No plan to resume trade with India: FO, but Minister Ishaq Daar hopeful

The Foreign Office on Friday said trade with India was not on the cards, citing the unchanged situation in held Kashmir since the 2019 events that led to the initial suspension.but Foreign Minister Ishaq Dar has said that the relevant stakeholders would “seriously examine” the trade situation with India as he highlighted the concerns of the business community.

“The situation remains intact, and at this point there are no bilateral talks between the two countries with respect to bilateral trade between Pakistan and India,” FO spokesperson Mumtaz Zahra Baloch said at the weekly media briefing.

She was responding to a question regarding India’s lack of reciprocation to Pakistan’s overtures for restoring trade relations.

Pakistan had suspended trade with India after it revoked the special status of the Occupied Jammu and Kashmir region in August 2019 in a controversial move.

Leaders of PML-N government have on multiple occasions since coming to office earlier this year expressed Shehbaz Sharif administration’s willingness to reevaluate trade relations with India, with Foreign Minister Ishaq Dar emphasising the Pakistani business community’s eagerness to revive trade ties during a London press conference on March 23.

Rooted in a semi-urban and industrialist coalition led by Nawaz Sharif, the PML-N has historically championed the economic benefits of normalised trade with India. But a potential resumption of trade, despite the 2019 controversial move, could indicate a strategic shift in Pakistan’s approach towards the dispute while prioritising economic interests.

Referring to a recent incident of killing of four Kashmiri youths by Indian forces in the Doda district of Indian Illegally Occupied Jammu and Kashmir (IIOJK), the spokesperson said it showed the unlawful and repressive tactics employed by the Indian authorities against the Kashmiris.

“We urge the international community to take immediate and decisive action to hold India accountable for its egregious human rights violations in IIOJK and to take steps to protect the rights and freedoms of the Kashmiri people,” she said.

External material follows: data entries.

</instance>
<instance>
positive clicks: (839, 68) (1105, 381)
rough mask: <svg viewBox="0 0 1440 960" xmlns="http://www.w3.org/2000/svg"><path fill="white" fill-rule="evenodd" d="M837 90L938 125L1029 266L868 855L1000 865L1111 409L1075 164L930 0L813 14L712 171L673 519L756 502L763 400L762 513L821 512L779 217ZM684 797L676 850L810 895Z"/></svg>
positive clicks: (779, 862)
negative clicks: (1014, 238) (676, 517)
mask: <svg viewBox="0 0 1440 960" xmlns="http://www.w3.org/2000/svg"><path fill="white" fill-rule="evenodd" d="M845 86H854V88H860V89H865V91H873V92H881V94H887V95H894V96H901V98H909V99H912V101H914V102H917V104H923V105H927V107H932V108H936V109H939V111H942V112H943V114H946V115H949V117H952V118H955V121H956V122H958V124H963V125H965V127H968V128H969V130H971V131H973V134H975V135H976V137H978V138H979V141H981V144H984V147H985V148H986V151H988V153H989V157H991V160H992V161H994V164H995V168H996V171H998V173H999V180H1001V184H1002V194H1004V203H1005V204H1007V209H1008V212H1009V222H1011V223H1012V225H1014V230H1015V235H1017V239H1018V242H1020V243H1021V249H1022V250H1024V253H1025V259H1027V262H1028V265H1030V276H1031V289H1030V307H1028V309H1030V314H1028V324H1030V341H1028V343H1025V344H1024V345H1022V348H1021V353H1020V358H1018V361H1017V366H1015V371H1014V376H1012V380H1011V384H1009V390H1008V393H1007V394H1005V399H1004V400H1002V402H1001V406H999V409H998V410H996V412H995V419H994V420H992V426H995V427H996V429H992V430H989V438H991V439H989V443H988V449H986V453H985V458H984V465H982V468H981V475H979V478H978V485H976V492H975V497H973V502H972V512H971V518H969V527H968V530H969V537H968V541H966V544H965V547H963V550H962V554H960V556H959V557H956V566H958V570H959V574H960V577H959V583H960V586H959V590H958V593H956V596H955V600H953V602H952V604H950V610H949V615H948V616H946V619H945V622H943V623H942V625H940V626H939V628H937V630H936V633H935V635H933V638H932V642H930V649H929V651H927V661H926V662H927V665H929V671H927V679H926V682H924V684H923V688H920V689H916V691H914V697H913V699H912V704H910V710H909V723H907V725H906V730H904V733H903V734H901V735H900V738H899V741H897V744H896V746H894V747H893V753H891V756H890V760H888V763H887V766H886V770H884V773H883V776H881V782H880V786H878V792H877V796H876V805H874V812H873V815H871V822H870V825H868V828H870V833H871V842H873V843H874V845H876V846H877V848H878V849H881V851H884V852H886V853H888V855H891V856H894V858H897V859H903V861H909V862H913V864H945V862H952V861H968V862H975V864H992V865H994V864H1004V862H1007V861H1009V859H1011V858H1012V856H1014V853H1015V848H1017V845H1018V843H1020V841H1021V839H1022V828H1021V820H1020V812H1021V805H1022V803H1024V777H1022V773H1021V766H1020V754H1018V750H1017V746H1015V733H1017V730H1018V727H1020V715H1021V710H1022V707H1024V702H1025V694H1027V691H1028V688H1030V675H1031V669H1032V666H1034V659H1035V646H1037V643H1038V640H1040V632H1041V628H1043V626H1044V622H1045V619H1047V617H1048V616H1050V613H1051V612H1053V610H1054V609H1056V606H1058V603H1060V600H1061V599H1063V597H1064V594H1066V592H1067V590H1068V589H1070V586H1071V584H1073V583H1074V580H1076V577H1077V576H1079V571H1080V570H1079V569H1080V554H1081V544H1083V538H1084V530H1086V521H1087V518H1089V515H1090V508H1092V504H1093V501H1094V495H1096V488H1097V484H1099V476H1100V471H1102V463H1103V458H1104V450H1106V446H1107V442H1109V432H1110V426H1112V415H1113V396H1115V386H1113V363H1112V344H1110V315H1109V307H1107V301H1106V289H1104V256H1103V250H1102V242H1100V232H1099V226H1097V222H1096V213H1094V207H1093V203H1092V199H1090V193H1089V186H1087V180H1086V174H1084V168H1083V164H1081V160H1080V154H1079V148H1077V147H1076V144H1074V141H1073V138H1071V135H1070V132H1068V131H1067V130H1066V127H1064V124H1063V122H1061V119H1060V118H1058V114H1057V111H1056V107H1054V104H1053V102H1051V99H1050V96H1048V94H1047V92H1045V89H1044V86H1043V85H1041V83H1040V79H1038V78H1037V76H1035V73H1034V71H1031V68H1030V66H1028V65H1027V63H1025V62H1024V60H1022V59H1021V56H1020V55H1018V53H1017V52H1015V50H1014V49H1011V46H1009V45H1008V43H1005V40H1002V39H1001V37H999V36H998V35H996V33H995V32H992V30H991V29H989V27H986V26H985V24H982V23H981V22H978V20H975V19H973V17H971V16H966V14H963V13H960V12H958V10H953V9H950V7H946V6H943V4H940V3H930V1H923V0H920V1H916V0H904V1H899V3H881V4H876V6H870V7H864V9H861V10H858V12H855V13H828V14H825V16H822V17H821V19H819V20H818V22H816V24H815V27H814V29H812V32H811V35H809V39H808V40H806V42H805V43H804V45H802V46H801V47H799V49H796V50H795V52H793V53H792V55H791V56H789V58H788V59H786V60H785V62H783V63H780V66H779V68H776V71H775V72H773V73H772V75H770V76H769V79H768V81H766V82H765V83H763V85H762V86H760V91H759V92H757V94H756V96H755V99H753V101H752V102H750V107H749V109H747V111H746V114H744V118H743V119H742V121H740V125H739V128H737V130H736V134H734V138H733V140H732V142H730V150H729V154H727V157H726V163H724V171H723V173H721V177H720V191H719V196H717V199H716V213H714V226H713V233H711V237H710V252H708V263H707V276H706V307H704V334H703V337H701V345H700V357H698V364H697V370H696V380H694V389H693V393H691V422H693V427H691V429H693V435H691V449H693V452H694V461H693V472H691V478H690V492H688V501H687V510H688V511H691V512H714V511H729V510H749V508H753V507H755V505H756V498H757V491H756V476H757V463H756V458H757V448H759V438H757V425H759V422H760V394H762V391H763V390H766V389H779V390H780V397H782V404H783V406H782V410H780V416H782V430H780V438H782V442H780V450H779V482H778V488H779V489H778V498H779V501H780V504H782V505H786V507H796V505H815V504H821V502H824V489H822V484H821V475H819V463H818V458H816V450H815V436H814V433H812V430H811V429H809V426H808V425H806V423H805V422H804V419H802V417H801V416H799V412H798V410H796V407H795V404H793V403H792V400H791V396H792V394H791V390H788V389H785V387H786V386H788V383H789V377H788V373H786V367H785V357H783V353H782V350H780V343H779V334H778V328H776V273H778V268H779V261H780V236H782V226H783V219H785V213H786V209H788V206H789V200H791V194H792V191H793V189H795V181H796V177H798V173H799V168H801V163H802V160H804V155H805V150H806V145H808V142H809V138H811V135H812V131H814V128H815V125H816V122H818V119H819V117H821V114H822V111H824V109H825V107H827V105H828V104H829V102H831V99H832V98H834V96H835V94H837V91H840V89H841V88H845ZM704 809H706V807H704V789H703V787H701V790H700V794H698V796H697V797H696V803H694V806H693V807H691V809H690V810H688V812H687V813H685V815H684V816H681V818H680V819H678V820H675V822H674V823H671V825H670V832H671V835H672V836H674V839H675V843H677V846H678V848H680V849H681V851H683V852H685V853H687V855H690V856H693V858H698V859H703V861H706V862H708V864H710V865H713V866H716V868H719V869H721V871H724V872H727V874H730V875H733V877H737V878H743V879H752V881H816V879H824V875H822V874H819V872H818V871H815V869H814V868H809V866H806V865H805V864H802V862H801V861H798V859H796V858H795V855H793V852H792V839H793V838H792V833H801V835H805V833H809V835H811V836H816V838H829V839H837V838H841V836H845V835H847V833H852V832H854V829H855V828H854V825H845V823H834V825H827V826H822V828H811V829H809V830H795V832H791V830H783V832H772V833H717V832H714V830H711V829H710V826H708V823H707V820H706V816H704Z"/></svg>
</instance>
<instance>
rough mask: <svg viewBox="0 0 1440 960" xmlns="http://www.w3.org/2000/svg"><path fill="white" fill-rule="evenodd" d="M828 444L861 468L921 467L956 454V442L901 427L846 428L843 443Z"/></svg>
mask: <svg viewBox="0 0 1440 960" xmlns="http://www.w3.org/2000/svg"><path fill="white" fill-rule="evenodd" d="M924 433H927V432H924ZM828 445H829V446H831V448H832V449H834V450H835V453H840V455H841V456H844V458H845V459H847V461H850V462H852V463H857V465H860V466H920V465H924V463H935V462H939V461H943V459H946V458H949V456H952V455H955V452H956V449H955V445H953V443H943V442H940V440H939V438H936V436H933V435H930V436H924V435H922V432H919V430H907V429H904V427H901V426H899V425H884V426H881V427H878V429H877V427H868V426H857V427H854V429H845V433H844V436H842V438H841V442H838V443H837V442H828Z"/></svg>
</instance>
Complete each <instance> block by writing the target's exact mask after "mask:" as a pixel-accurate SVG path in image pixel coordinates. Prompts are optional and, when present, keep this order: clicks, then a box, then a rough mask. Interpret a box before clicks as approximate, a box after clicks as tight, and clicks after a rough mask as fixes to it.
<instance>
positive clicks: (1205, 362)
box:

Pakistan, under the government of then-prime minister Imran Khan, had downgraded diplomatic relations with New Delhi and suspended all bilateral trade in August 2019, when India revoked occupied Kashmir’s special status by repealing Article 370 of its constitution.

In March 2021, the Economic Coordination Committee (ECC) had announced it would allow the private sector to import 0.5 million tonnes of white sugar from India and cotton via the Wagah border. However, the decision was reversed within days following severe criticism from the opposition.

In December, ex-premier and PML-N supremo Nawaz Sharif had stressed the need to improve relationships with Pakistan’s neighbours, stating: “We have to fix our affairs with India and Afghanistan as well, [and] strengthen them further with Iran and China.”

Addressing a press conference in London on Saturday, Dar, who has previously served as the finance minister, termed the August 2019 move by India as an “extreme step” and “very painful”. He noted that there were United Nations Security Council resolutions present on the “ongoing dispute”.

However, the foreign minister highlighted that the business community often made appeals and demands with regards to the trade situation with India.

Recalling a meeting with the business community before presenting last year’s budget, he said, “Everyone’s appeal was the same — that our imports, which are still ongoing, arrive via Dubai or Singapore, [resulting in] extra freight, extra transhipment, transportation costs, etc.

“So we will seriously examine this. All of us stakeholders will sit together and see whether we can […] at least to the extent of economic activities and trade,” he said.

“We will see what can be done about it,” the ex-finance minister said, stressing: “ But I cannot give you a ‘yes or no’ answer because it requires consultation.“

PML-N supremo Nawaz Sharif on Saturday stressed the need to improve relationships with Pakistan’s neighbours, wondering how the country could achieve a global status while there were disagreements with bordering nations.

Addressing the party’s parliamentary board meeting in Lahore, he said: “How can you achieve a global status when your neighbours are upset with you, or you are with them?

“We have to fix our affairs with India and Afghanistan as well, [and] strengthen them further with Iran and China,” he asserted.

His statement comes amid Pakistan’s frigid ties with India — seen in sports as well as verbal exchanges between leaders — and with Afghanistan due to terrorism concerns and the ongoing deportation drive.

Today, Nawaz emphasised that a government should not only focus on the economic and financial performance but “show its performance in every sector”.

He recalled that during his party’s tenures, two Indian premiers — Atal Bihari Vajpayee in 1999 and Narendra Modi in 2015 — visited Pakistan. “Did anyone come before them?” he asked.

The ex-PM then criticised the PTI government for “trying to sabotage” the China-Pakistan Economic Corridor. He further said that there was “only talk but no work” about making use of the country’s coal resources.